Experience the transfection breakthrough. Achieve superior transfections with an innovative polymeric system that efficiently delivers both DNA and RNA out of the endosome and into the cytoplasm overcoming a critical barrier to nucleic acid delivery. The TransIT-X2® Dynamic Delivery System gives researchers

 Efficiency – Exceptional Broad Spectrum Transfection

 Versatility – Cutting Edge Delivery of Plasmid DNA and small RNAs (siRNA, miRNA and CRISPR guide RNA)

 Technology – Novel, Non-Liposomal, Polymeric Delivery

Free sample available for evaluation! Please contact Genomax for sample request. 

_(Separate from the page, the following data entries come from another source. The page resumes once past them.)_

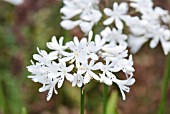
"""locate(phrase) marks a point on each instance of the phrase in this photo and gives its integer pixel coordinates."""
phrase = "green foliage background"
(31, 25)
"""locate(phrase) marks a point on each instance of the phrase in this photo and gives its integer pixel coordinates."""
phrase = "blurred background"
(31, 24)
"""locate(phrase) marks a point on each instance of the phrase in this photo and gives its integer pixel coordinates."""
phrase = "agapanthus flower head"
(80, 61)
(86, 10)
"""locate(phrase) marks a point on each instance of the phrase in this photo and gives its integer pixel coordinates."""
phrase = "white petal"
(69, 77)
(87, 78)
(119, 24)
(68, 24)
(154, 42)
(108, 21)
(108, 12)
(96, 77)
(90, 36)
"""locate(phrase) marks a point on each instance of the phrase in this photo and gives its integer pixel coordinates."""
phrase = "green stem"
(105, 95)
(165, 86)
(82, 101)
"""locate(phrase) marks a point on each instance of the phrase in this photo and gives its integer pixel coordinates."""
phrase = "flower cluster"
(80, 61)
(87, 11)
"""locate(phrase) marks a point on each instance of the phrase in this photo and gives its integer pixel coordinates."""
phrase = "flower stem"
(105, 94)
(165, 86)
(81, 100)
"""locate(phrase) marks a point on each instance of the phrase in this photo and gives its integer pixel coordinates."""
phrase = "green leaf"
(112, 103)
(24, 110)
(2, 99)
(165, 86)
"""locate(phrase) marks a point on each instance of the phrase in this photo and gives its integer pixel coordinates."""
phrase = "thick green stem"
(105, 95)
(81, 100)
(165, 86)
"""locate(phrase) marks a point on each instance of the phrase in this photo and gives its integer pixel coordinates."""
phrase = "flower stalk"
(165, 86)
(105, 95)
(81, 100)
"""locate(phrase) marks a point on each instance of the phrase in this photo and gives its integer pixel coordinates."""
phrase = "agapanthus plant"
(80, 61)
(127, 24)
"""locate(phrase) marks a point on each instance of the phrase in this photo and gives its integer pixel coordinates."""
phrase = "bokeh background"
(31, 25)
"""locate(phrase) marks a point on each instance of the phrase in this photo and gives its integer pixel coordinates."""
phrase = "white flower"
(63, 71)
(78, 80)
(87, 69)
(78, 51)
(57, 46)
(136, 42)
(142, 5)
(44, 57)
(123, 84)
(117, 14)
(81, 61)
(15, 2)
(114, 36)
(86, 9)
(108, 77)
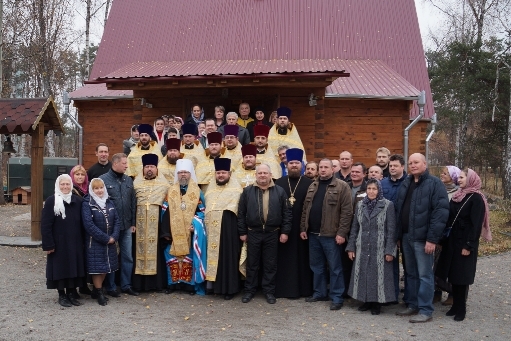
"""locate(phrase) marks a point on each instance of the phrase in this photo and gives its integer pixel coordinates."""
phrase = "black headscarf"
(371, 204)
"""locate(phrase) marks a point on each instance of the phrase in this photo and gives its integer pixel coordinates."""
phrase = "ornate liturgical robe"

TransIT-X2® for CRISPR/Cas9 genome editing


Bacteria and archaea exhibit chromosomal elements called clustered regularly interspaced short palindromic repeats (CRISPR) that are part of an adaptive immune system that protects against invading viral and plasmid DNA. In Type II CRISPR systems, CRISPR RNAs (crRNAs) function with trans-activating crRNA (tracrRNA) and CRISPR-associated (Cas) proteins to introduce double-stranded breaks in target DNA. Target cleavage by Cas9 requires base-pairing between the crRNA and tracrRNA as well as base pairing between the crRNA and the target DNA (See figure CRISPR/Cas9 Genome Editing). Target recognition is facilitated by the presence of a short sequence called a protospacer-adjacent motif (PAM) that conforms to the sequence NGG.

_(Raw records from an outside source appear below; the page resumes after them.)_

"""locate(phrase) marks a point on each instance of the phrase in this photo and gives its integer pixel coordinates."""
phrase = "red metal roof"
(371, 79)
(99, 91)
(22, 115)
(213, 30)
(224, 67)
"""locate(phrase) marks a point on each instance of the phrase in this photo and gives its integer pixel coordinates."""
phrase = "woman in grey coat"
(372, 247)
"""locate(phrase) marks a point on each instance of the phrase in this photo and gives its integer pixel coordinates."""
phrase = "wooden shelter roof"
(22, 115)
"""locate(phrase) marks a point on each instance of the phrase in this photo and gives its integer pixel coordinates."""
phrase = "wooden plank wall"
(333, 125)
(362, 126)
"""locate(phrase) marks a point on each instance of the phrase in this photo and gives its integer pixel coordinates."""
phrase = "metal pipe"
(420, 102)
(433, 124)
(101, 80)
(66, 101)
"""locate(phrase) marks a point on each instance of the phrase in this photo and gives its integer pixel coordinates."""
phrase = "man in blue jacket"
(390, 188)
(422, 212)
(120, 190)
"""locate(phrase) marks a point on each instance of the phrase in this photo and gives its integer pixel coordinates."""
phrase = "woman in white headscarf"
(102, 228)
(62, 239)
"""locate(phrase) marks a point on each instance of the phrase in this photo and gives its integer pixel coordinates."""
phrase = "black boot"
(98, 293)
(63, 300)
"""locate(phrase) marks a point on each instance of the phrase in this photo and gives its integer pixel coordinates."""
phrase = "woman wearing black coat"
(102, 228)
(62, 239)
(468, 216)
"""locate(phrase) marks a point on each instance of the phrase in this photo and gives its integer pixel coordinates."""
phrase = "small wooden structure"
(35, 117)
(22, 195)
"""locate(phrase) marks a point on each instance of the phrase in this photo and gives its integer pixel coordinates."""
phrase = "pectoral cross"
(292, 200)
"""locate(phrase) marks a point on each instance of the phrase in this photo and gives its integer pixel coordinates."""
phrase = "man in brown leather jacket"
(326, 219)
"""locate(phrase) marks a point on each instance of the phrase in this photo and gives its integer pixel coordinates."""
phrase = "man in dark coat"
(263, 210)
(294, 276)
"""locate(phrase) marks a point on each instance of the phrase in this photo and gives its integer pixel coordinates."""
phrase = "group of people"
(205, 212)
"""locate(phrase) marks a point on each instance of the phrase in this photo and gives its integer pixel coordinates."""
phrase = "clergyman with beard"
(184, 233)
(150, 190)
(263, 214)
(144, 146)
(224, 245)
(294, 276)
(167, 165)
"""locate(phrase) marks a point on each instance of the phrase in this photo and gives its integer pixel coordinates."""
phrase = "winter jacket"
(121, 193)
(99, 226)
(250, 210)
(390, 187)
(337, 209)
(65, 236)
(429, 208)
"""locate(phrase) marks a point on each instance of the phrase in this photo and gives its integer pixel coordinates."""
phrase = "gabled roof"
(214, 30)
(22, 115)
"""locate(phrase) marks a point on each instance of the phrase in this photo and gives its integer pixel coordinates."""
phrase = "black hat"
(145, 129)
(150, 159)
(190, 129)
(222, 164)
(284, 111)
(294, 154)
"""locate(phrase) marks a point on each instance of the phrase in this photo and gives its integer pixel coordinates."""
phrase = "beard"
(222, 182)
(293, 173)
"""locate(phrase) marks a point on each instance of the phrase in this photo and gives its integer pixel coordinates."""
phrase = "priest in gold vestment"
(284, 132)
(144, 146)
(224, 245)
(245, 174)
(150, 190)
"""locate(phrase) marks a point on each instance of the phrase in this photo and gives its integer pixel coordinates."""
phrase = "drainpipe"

The bacterial CRISPR/Cas9 system has been adapted to serve as a versatile platform for RNA-directed genome editing in mammalian cells. The Cas9 endonuclease can be programed by a dual RNA (crRNA and tracrRNA), or the core components of these RNAs can also be combined into a single hybrid guide RNA. Once the Cas9 has cleaved the target DNA, two endogenous repair mechanisms, non-homologous end joining (NHEJ) and homology-directed repair (HDR), are triggered in response to the DNA break. The features of these DNA break repair pathways can be exploited to generate gene knock-outs or introduce defined modifications at the site of cleavage. NHEJ is an error-prone process that frequently results in the formation of small insertions and deletions that disrupt gene function. HDR requires homologous DNA as a template for repair and can be leveraged to create a limitless variety of modifications specified by the introduction of donor DNA containing the desired sequence flanked on either side by sequences bearing homology to the target.


The simplicity of using of a noncoding RNA guide to target DNA for site-specific cleavage provides a distinct advantage over alternative genome editing technologies such as ZFNs and TALENs. Using the CRISPR/Cas9 strategy, retargeting the nuclease complex only requires introduction of a new RNA sequence and there is no need to reengineer the specificity of DNA-binding proteins.

CRISPR/Cas9 Genome Editing. The Cas9 endonuclease (blue) is targeted to DNA by a guide RNA which can be supplied as a two-part system consisting of crRNA and tracrRNA or as a single guide RNA, where the crRNA and tracrRNA are connected by a linker (dotted line). Target recognition is facilitated by the protospacer-adjacent motif (PAM). Cleavage occurs on both strands (scissors) 3 bp upstream of the PAM.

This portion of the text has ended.